Maximum confusion
The Australian ‘myth’
In my previous post I put up a few thinking points for your consideration. Here, I want to show you some fascinating pieces I found researching the subject. I came across several mentions of the Australian experience. Interestingly, if you google “Australian minimum wage myth” you will get both sides of the argument. Australia has a very high minimum wage. It is called upon as an example mostly by the proponents of the minimum wage saying: “See, they have high minimum wage and they are doing just fine. There is nothing to worry about“, but you will find quite a few examples to the contrary as well. I will not enter into the argument trying to show you who are right or wrong and how the data is tortured to make either case, but I want to share with you three points I found particularly telling.
The policy wonk
You may want to listen to this 8 minutes interview posted on the Real News Network with an Australian university professor, Salvatore Babones, who is also an associate fellow of the Institute of Policy Studies in Washington DC. We learn from him that none of what the critics are saying is true, that the US should look around in the world to see how other countries are doing it; claiming that studies just don't bear out the claim that raising the minimum wage has any impact on employment whatsoever, and in the end he says: “For my money, I'd rather buy a hamburger for $0.70 more, knowing that people behind the current counter have a living wage, than to pay $0.70 less for a hamburger and have slave labor conditions in fast food restaurants.” Sounds noble and definitely very heartfelt. We should agree with the policy because it is the right thing to do. It will make us all feel good knowing that we are doing the noble thing. Inflation is good if we are doing it for the right reasons and the higher minimum wage creates a better, more humane, less divided, more egalitarian society. But then, when you take a closer look, the picture is no longer that rosy.
The bureaucrat
The author of an article in ‘The Australian’ is wondering about the possible reasons for the high youth unemployment rate and plotting strategies “to halve youth unemployment by 2020.” He is the “chief executive of the Service to Youth Council.” The article claims that:
The unemployment rate for 15 to 19-year-olds looking for full-time work in July [2013] was 25.5 per cent. Within the 10 areas listed by the federal Department of Human Services as the top areas of disadvantage in Australia, the youth unemployment rate rises to more than 40 per cent.
The author has several ideas to explain the causes and like a good communist he is calling for “business, government and young people to develop strategies to halve youth unemployment by 2020.” The only thing that is missing from the article as a possible explanation of the problem is the minimum wage law.
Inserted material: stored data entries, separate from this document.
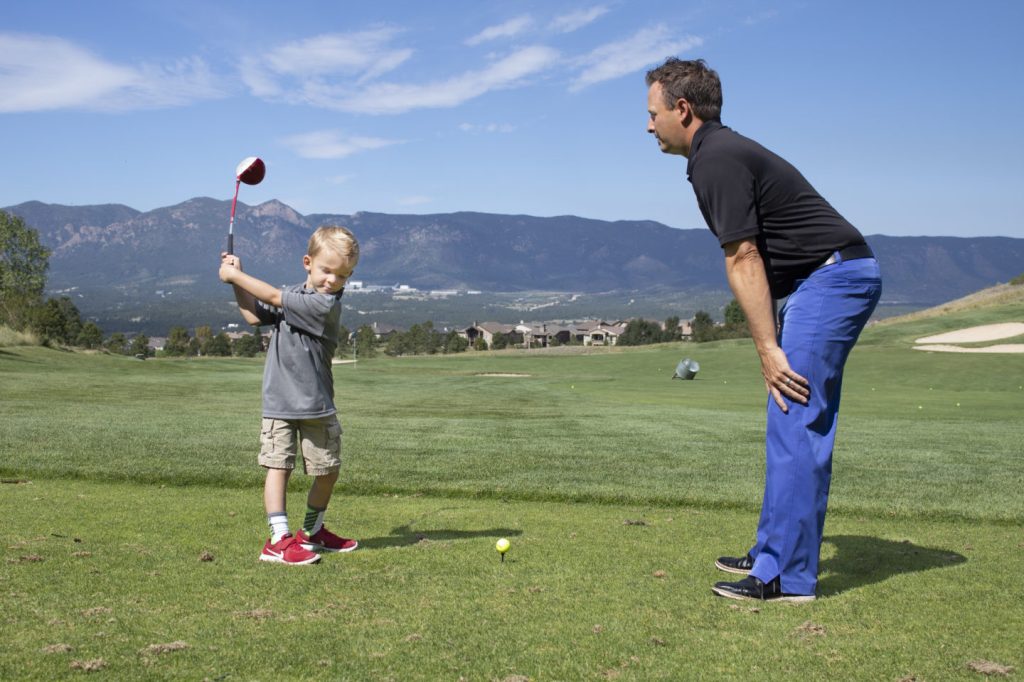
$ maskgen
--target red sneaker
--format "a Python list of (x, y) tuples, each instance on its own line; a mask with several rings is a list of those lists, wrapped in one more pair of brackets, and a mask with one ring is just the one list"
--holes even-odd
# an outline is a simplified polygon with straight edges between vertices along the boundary
[(300, 530), (296, 538), (303, 549), (315, 552), (351, 552), (359, 546), (355, 540), (335, 535), (327, 530), (326, 526), (321, 526), (320, 530), (313, 533), (312, 536), (306, 535), (306, 531)]
[(320, 561), (320, 555), (303, 549), (295, 536), (289, 533), (273, 545), (267, 540), (260, 552), (260, 561), (273, 561), (278, 564), (291, 564), (302, 566), (304, 564), (315, 564)]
The causes must be unrelated changes and developments in the economy that can be identified, should be found and must be remedied by well-meaning professionals such as the author is.
The Ombudsman
The office of the “Fair Work Ombudsman” of the Australian government issued a report about the alarming rise of “unpaid work” in Australia. We learn about the types (internships, trial periods, etc.); get lectured about their moral issues, there is a call to action (legal legislative, and administrative) but most importantly there is a call for further research of the problem because they “also determined that further research was necessary as the issue raised complex issues.” No kidding. There is something sad and funny about these people and their efforts, about the denial, the willful blindness and the most earnest eagerness to offer their services to solve the problems with ever more application of the benevolent wisdom of the government. They all look at the problems with innocent puzzlement as if they were the results of nearly impossible to explain and hard to tame forces of nature. They ignore or vehemently deny that the problems predicted by the critics of their policies exist; then treat those problems (which they declared non-existent) as unexpected, new developments of some not yet or not fully understood causes. The only thing that is more amazing than their puzzlement about the causes is their most sincere conviction that they are the right people to solve those problems that are yet to be properly understood. The mind-set of the statists is fundamentally religious in nature. The essence of religious believes is a belief in causation, the conviction that things happen because someone wanted them to happen. If someone is poor, it is so because someone wanted him to be poor. Good things only happen if someone wills them to happen which is why they believe so strongly in positive action. The blind faith in the correctness of their actions and the willful blindness about their own responsibility when looking at the consequences is reminiscent of communism. If any communist policy did not work as the planners expected then the hunt for the saboteurs began. If the plan that was created with the best of intentions did not work, it was because someone must have wanted it to fail. Critics of leftist policies are always suspect. We are not living in a communist dictatorship (yet) but the hostility toward any legitimate questioning of well-meaning but clearly harmful policies would fit right into any.